Unmetamorphosed Proterozoic felsic sills, quartz monzonite and gabbro plutons, porphyritic diorite dikes, mafic dikes, and basalt dikes, in that apparent order, have intruded the stratified section. Basalt dikes are offset by southwestward-dipping reverse faults and by faults parallel to bedding.

Malachite and metal-oxide-bearing gossans in the Al Masane area were mined in ancient times. Radiocarbon dating of charcoal in slag indicates that the ores were smelted about 1,200 years ago. Gossans are depleted in copper, silver, and zinc, relative to underlying sulfide, by factors of about 0.33, 0.2, and 0.08, respectively. Evaluation of numerous analyses of gossans, carbonates, and silicate rocks indicates that exploration for zinc-copper massive-sulfide deposits in the region should center on detailed geochemical studies of dolomitic beds.

Dolomitization of host siliceous shales and tuffs and the formation of the massive-sulfide bodies at Al Masane probably caused by submarine fumarolic hydrothermal activity during periods of relative volcanic quiescence. Further work in the Al Masane region should include a study of the dolomitized areas and a search for other potential alteration "pipe" products (e.g. chlorite) as a guide to location of proximal deposits.

Zinc-copper deposits at Al Masane and in the Dhahar-Al Hajrah and Kutam-Farah Garan areas have characteristics in common and are associated with felsic volcanic centers in the western bimodal part of the Habawnah mineral belt. They probably have parallel origins related to sea-floor volcanism. Deposits at Al Masane and Dhahar-Al Hajrah are possibly in the same general stratigraphic interval. Characteristics and distribution of altered rocks at Kutam suggest that the observed structural control of mineralization may represent remobilization.
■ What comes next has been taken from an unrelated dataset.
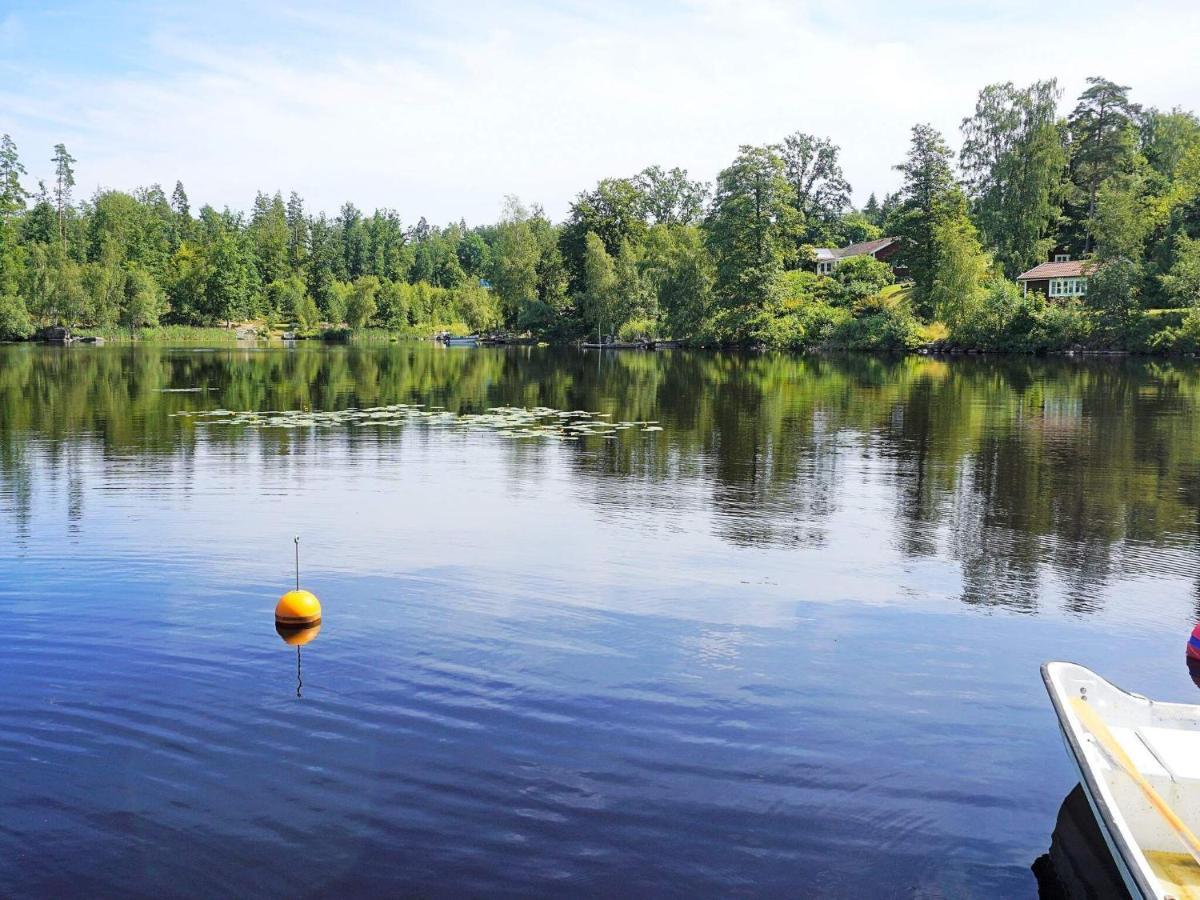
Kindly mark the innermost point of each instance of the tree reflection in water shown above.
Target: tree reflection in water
(1015, 468)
Chemical characteristics of volcanic rocks at Al Masane and elsewhere, along with features such as zinc-copper-iron sulfide mineralization, rhyolite-basalt bimodality, and the quartz phenocryst-rich nature of the felsic rocks, are compatible with an unusually primitive tholeiitic island-arc origin for the strata and mineral deposits of the Habawnah mineral belt.